Once you create patio flooring, you'll want it to last for decades, which provides good motivation to lay interlocking natural stone pavers. This flooring will outlast the elements and endure through the sun, storms and gales. After all, rock has withstood the elements already for eons. On the other hand, timber can rot and crack, leaving holes in your decking. It can also lead to a termite epidemic, depending on how it's treated. So while natural stone paving will become entrenched within the landscape, timber decking is more transient and will need replacing sooner.

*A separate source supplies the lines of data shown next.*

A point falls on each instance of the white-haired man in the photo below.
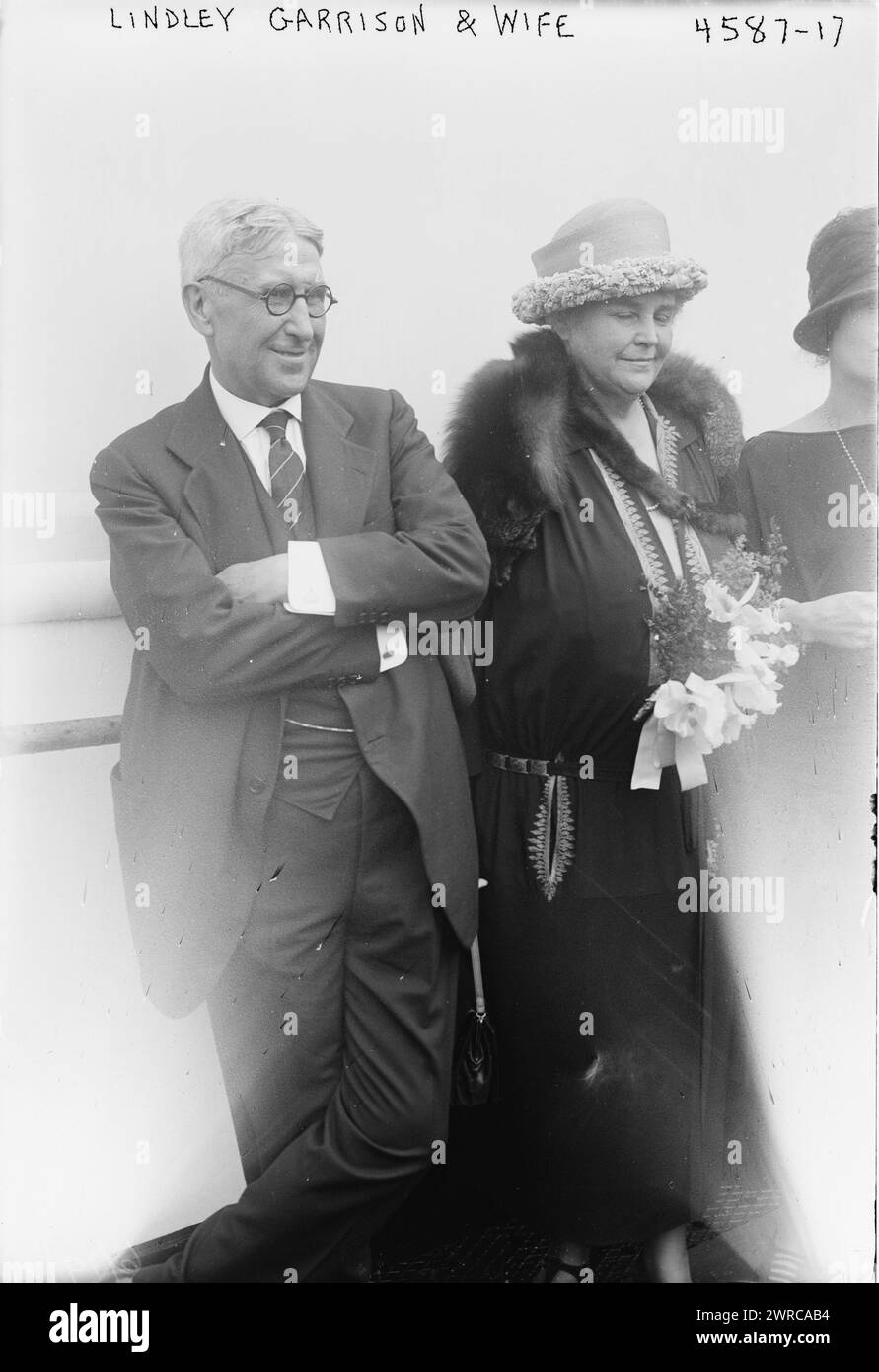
(291, 798)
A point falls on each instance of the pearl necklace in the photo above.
(843, 446)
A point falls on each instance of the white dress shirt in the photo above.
(309, 587)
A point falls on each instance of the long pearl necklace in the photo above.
(844, 449)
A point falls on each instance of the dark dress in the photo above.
(594, 992)
(823, 737)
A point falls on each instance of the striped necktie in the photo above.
(285, 468)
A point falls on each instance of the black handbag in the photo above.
(475, 1076)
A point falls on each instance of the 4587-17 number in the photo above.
(731, 27)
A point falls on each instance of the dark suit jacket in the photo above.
(203, 715)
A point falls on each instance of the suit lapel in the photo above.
(220, 489)
(340, 472)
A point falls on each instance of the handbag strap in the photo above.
(477, 980)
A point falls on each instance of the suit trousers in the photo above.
(333, 1027)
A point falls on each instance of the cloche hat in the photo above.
(842, 271)
(609, 250)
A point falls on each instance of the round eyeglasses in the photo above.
(280, 299)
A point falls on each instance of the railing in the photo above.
(48, 593)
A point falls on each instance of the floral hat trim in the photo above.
(608, 281)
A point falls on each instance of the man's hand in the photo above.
(263, 580)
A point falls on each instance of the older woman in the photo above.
(600, 470)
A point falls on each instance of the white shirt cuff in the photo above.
(309, 587)
(393, 645)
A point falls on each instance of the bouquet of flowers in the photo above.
(721, 651)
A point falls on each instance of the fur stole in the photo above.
(516, 424)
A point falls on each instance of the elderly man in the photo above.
(291, 798)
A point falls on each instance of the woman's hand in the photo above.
(844, 620)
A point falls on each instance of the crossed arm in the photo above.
(217, 637)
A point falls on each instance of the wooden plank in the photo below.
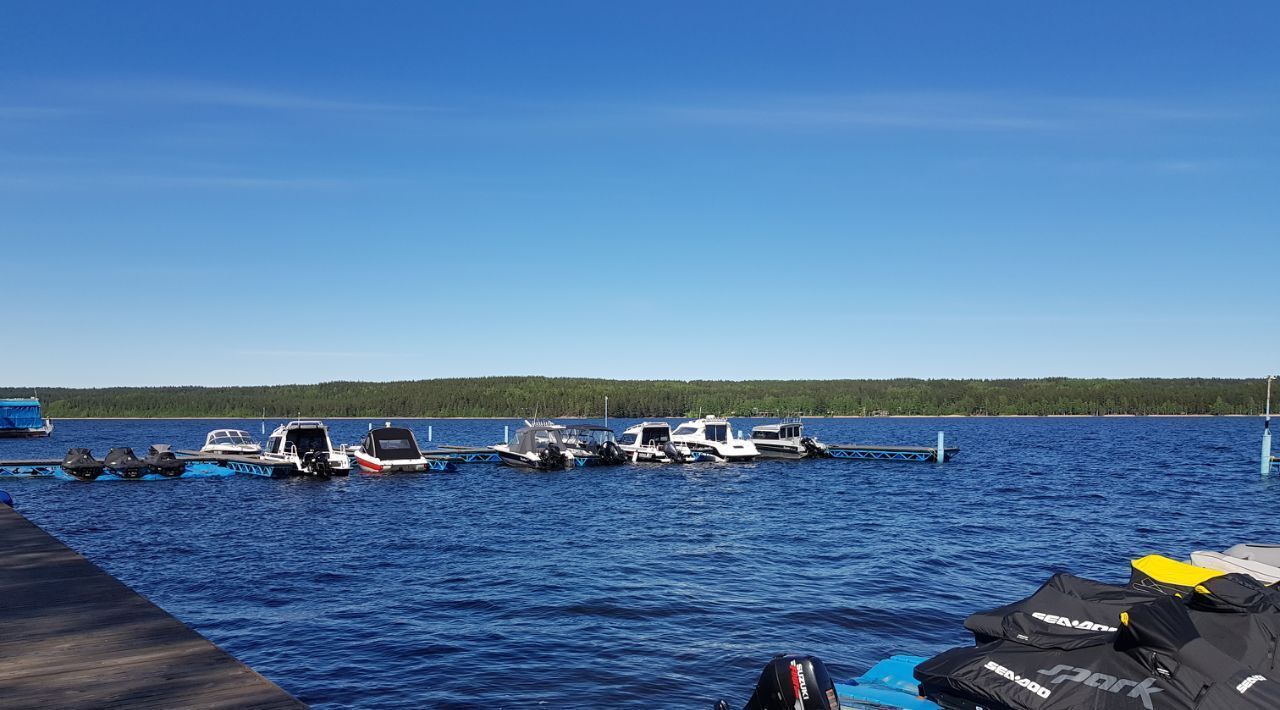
(77, 637)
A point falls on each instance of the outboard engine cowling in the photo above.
(123, 462)
(792, 683)
(82, 465)
(164, 462)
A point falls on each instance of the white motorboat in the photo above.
(306, 445)
(391, 449)
(538, 445)
(786, 439)
(714, 436)
(231, 441)
(650, 441)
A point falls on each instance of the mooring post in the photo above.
(1266, 433)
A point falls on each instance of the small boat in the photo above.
(231, 441)
(714, 436)
(650, 441)
(82, 465)
(593, 443)
(786, 439)
(21, 418)
(391, 449)
(122, 462)
(163, 461)
(536, 445)
(305, 444)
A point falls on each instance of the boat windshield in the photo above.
(231, 439)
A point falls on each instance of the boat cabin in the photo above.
(391, 443)
(708, 429)
(648, 434)
(535, 439)
(775, 431)
(300, 438)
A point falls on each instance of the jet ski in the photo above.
(82, 465)
(161, 461)
(1068, 646)
(122, 462)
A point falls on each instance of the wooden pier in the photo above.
(73, 636)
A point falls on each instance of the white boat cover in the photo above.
(1260, 571)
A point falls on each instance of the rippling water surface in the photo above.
(640, 586)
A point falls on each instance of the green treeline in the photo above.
(570, 397)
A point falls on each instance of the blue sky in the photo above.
(292, 192)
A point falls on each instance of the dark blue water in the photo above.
(641, 586)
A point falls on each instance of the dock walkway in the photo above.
(73, 636)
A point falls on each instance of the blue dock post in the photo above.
(1266, 433)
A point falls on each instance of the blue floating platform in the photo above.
(888, 685)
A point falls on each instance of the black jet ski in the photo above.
(1073, 644)
(161, 461)
(82, 465)
(792, 683)
(122, 462)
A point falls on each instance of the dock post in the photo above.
(1266, 433)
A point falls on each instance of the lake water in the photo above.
(640, 586)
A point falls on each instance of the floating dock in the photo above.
(873, 452)
(77, 637)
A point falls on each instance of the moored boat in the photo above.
(786, 439)
(22, 418)
(714, 435)
(391, 449)
(305, 444)
(231, 441)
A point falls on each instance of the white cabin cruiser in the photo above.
(391, 449)
(306, 445)
(650, 441)
(713, 435)
(538, 445)
(232, 441)
(786, 439)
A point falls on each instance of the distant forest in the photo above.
(571, 397)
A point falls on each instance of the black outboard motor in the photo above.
(612, 453)
(551, 458)
(792, 683)
(161, 461)
(124, 463)
(82, 465)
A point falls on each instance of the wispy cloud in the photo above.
(170, 182)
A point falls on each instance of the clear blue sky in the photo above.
(289, 192)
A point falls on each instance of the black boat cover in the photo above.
(391, 443)
(1214, 650)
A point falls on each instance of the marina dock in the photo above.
(77, 637)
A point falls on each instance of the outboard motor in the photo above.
(122, 462)
(792, 683)
(612, 453)
(164, 462)
(82, 465)
(552, 457)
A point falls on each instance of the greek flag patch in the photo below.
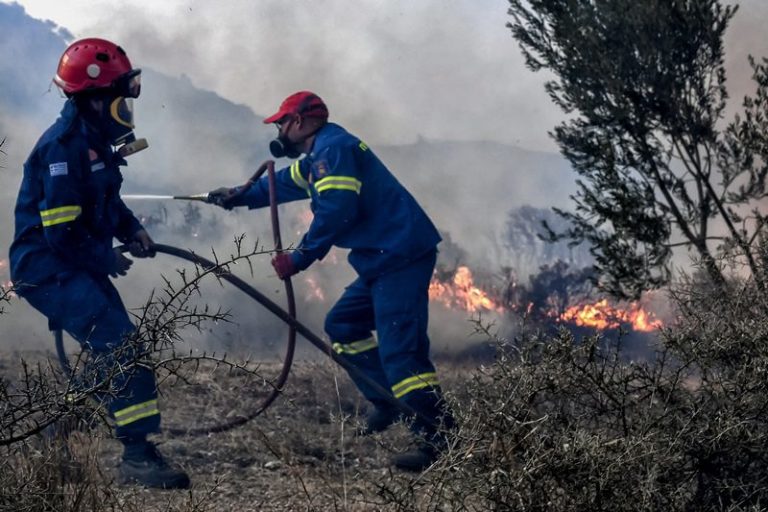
(58, 169)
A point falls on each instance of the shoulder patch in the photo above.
(59, 169)
(319, 169)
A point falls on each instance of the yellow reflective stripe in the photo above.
(59, 215)
(356, 346)
(136, 412)
(416, 382)
(338, 183)
(296, 176)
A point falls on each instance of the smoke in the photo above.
(390, 71)
(420, 82)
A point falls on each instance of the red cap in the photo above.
(306, 103)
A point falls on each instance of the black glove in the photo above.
(223, 196)
(122, 264)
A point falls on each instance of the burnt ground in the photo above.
(300, 454)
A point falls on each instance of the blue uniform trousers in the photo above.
(395, 305)
(89, 308)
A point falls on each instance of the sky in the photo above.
(393, 70)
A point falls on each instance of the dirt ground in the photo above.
(302, 453)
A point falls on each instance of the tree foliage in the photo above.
(643, 84)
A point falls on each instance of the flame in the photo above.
(462, 293)
(601, 315)
(314, 293)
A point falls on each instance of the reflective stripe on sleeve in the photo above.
(60, 215)
(356, 346)
(136, 412)
(420, 381)
(296, 176)
(338, 183)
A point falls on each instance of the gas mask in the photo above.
(282, 147)
(117, 116)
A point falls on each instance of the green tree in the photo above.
(643, 85)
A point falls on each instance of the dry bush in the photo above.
(561, 424)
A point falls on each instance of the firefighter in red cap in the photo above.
(68, 213)
(359, 205)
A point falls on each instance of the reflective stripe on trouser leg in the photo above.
(349, 324)
(91, 311)
(401, 303)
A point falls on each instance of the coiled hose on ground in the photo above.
(289, 317)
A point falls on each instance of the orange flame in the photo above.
(603, 316)
(462, 293)
(314, 293)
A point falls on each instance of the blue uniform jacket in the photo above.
(69, 209)
(357, 204)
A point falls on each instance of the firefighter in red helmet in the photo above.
(68, 213)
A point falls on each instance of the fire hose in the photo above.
(289, 317)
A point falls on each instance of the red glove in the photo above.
(284, 265)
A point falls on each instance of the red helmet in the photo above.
(96, 64)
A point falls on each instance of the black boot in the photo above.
(142, 464)
(379, 420)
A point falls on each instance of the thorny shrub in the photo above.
(560, 424)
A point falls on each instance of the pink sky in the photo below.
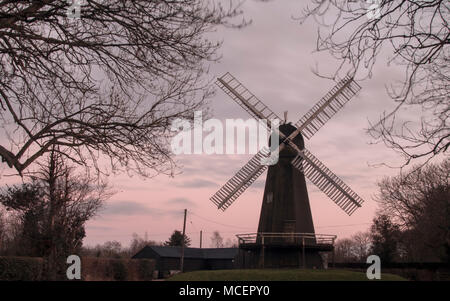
(273, 58)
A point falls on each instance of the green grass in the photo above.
(279, 275)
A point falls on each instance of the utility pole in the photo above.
(182, 242)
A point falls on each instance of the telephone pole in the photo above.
(182, 243)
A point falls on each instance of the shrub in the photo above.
(21, 268)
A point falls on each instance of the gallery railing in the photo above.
(303, 239)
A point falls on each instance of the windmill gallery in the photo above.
(286, 236)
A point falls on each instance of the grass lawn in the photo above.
(279, 275)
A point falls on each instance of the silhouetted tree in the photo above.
(385, 237)
(53, 209)
(138, 243)
(419, 202)
(110, 82)
(415, 34)
(176, 239)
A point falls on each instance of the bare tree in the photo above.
(419, 203)
(416, 33)
(344, 250)
(362, 245)
(109, 83)
(53, 209)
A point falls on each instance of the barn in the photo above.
(168, 258)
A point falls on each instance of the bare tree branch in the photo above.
(106, 85)
(417, 35)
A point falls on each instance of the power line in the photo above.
(337, 226)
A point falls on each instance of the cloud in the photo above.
(130, 208)
(181, 201)
(197, 183)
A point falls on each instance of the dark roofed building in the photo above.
(168, 258)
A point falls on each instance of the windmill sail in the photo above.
(246, 99)
(327, 181)
(332, 102)
(241, 180)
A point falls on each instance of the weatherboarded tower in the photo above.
(286, 236)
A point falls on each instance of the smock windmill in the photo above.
(285, 225)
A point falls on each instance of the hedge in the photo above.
(92, 269)
(21, 268)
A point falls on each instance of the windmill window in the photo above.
(269, 197)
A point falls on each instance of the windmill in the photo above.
(286, 233)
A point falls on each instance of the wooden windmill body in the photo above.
(286, 236)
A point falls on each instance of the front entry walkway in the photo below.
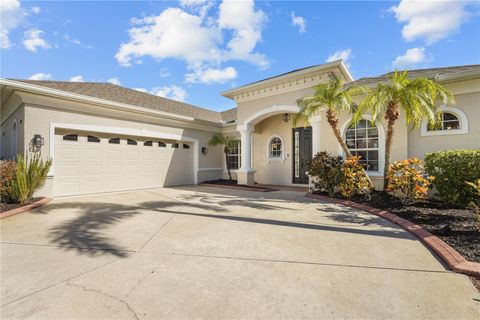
(203, 252)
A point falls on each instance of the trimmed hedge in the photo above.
(451, 170)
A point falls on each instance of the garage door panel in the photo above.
(83, 167)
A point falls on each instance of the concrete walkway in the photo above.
(203, 252)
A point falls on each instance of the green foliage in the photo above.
(354, 179)
(30, 176)
(327, 172)
(451, 170)
(407, 180)
(7, 174)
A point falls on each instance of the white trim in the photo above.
(381, 144)
(251, 121)
(123, 131)
(282, 158)
(462, 118)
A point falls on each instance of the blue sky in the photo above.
(193, 50)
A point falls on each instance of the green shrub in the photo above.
(29, 177)
(354, 180)
(451, 169)
(407, 180)
(7, 174)
(326, 171)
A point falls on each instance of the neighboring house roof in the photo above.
(433, 73)
(120, 94)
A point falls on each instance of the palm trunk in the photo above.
(228, 168)
(391, 116)
(333, 121)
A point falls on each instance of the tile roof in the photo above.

Additionally, natural stone pavers offer more colours than timber, which covers shades of brown, tan, grey and blond. For example, limestone comes in blue, grey, pink and orange, which can blend across the stone to form lovely swirls and patterns. Travertine, another stone possibility, displays fawn, peach, pink and ivory. Natural stone paving evokes an organic feel, but it's more colourful than timber planks.

Preferable to Poured Concrete

A problem with poured concrete is that as the earth underneath settles and shifts, it can compel the concrete above to crack. A continuous concrete slab can't flex and move and go with the flow. Interlocking pavers, though, fit together like a jigsaw, sitting on a base of crushed stone and sand. Because each paver can settle and shift, the paving surface can accommodate earth movement without cracking in response.

Natural stone pavers are also easier to fix if they sustain damage, as you can pull up individual pavers and replace them with new ones. You can't do the same with a continuous concrete slab. If it damages, you may have to undertake extensive areas instead. Additionally, pavers allow you to access the ground underneath if work needs to be done on cabling or wiring. Because you can move the pavers around, you could even remodel the yard in the future and install the pavers in a different spot.

More Beautiful Than Concrete Pavers

Concrete pavers are not as beautiful as organic natural stone. Some concrete pavers try to emulate limestone or travertine pavers, for example. However, concrete doesn't evoke the authentic quality of real rock. The colours within stone have evolved over thousands of years as minerals settle within the earth, which can't be replicated in a few days by manufacturing methods. While imitation is said to be the best form of flattery, it doesn't always work perfectly.